A unique find in a field - DNW to auction one of Scotland's first coins

The head of David , who ruled Scotland in the 12th century, is visible (left) on the unique coin 

8 September 2016

A unique silver penny which was one of the first Scottish coins ever minted has been found by a metal detectorist after lying in a field in northern England for centuries and is to be auctioned by Dix Noonan Webb, the international coins, medals and jewellery specialists, in London on 22 September 2016. The penny bears the head of David I, ruler of Scotland from 1124 to 1153, who had a considerable impact on his nation’s cultural development. It is thought to have been struck some time after the Scots invaded England in 1136 to intervene in a civil war over the English throne and it is expected to fetch up to £8,000 at the Dix Noonan Webb auction.

“This is a very important coin,” says Christopher Webb, head of the coins department at Dix Noonan Webb. “It is one of the first to be struck bearing the head of a Scottish monarch and so represents a key moment in the development of independent Scotland. Furthermore it is a unique type never seen before and so is an exciting find in terms of the history of coinage.”

Steve, the metal detectorist who discovered the coin, says: “I am thrilled to bits, absolutely delighted. It is the best thing I have ever found and I started as a detectorist 42 years ago when I was just 12 years old.” Steve, who comes from north-east England, has asked for his surname not to be revealed.

Steve first identified the field in County Durham where he discovered the David I penny as a potential source of finds about 30 years ago when he was told by an archaeologist that there had been a medieval village there. However for many years he was unable to get permission to go detecting on the site. A couple of years ago he heard that some of the fields had been bought by an old school friend and on approaching him was given the go-ahead to search.

The fields quickly yielded pennies from the reigns of the English kings Edward I and Edward III, a couple of Elizabethan coins, two modern gold rings and a large number of bullets. But it was not until May this year when Steve switched his attention from the corner of the field that he had been concentrating on to its centre that he made his most important find. A faint signal led him to unearth a coin buried about nine inches below the surface. He immediately knew that he had found a coin from the Norman period and took it home.

After three hours of looking through his reference books, Steve still had not been able to identify the coin, although it seemed likely to be a type of penny minted during the reign of Henry I, who ruled England from 1100 to 1135. However further research, including an approach to a leading expert at the Fitzwilliam Museum in Cambridge, revealed that the head on the coin was not that of Henry but represented his Scottish contemporary David I.

The coin would have been struck some time after the Scots invaded England in 1136 to intervene on the side of Matilda in her war against Stephen to decide who should succeed to the English throne. The invaders captured Carlisle and its mint where the first ever Scottish coins were struck in the name of David I. Although such coins have been found before, the one discovered by Steve is a previously unknown transitional type combining an early obverse (front) with a later reverse. It is unique and so of interest to museums and historians as well as collectors. “I could not believe it, I didn’t know what to say when I found out,” says Steve.
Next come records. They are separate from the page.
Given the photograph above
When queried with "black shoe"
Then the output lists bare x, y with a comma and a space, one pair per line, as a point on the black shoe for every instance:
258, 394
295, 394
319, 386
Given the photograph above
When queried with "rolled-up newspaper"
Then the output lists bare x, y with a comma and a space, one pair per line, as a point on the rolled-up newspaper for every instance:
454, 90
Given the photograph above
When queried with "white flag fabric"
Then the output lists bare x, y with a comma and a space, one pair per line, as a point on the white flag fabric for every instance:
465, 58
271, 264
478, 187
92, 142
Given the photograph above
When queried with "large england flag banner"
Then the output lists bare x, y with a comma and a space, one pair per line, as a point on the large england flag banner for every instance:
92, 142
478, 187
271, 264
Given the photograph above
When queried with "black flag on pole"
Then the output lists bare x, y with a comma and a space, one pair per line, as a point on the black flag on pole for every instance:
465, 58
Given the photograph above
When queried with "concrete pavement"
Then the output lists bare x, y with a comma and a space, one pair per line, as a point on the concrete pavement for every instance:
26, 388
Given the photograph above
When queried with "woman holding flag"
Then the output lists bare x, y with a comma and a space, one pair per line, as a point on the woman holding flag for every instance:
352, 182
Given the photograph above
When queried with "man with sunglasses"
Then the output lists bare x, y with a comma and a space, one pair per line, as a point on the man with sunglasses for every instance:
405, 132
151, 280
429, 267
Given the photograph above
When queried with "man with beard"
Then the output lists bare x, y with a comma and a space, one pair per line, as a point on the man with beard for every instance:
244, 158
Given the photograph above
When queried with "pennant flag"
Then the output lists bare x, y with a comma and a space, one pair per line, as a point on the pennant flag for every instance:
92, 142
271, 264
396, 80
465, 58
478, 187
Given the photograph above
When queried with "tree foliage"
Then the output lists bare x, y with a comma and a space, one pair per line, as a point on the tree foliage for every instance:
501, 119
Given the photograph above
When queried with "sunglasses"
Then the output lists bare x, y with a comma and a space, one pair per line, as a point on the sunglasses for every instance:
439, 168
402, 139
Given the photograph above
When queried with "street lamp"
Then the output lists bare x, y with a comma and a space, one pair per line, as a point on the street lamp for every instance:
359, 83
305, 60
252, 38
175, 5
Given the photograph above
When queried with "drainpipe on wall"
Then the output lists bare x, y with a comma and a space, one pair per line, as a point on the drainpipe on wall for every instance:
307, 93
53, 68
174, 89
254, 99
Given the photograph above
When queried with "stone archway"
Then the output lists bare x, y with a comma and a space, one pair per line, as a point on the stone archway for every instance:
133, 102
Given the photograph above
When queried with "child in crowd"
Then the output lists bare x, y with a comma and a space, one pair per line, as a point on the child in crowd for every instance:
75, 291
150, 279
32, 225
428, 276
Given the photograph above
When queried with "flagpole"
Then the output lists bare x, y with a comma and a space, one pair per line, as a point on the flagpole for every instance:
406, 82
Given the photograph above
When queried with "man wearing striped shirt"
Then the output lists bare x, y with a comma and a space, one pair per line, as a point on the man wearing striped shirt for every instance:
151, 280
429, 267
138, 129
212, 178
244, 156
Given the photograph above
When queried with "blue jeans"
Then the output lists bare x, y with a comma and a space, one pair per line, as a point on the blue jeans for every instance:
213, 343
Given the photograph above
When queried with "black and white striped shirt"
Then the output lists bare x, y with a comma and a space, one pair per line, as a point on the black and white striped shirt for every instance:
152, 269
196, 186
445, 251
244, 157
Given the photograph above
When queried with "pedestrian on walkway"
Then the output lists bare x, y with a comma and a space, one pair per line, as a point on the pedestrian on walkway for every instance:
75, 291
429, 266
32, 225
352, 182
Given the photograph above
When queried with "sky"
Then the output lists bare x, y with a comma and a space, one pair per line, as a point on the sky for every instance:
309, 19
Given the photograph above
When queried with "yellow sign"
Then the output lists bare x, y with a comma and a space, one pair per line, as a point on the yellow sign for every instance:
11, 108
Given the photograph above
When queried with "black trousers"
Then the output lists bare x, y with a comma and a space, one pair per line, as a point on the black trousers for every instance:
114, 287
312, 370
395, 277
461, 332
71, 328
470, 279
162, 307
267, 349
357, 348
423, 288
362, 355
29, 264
The coin was almost certainly dropped in the medieval village which Steve was tipped off about by the archaeologist and may have lain in the soil for almost 900 years. In the 12
th century this was in the area of Northumbria granted to David I under the Treaty of Durham in 1139. Later this year the field will be ploughed for the first time in living memory and the coin might not have survived that modern mechanical intrusion. Steve’s discovery of this piece of Scottish coinage history is therefore well-timed.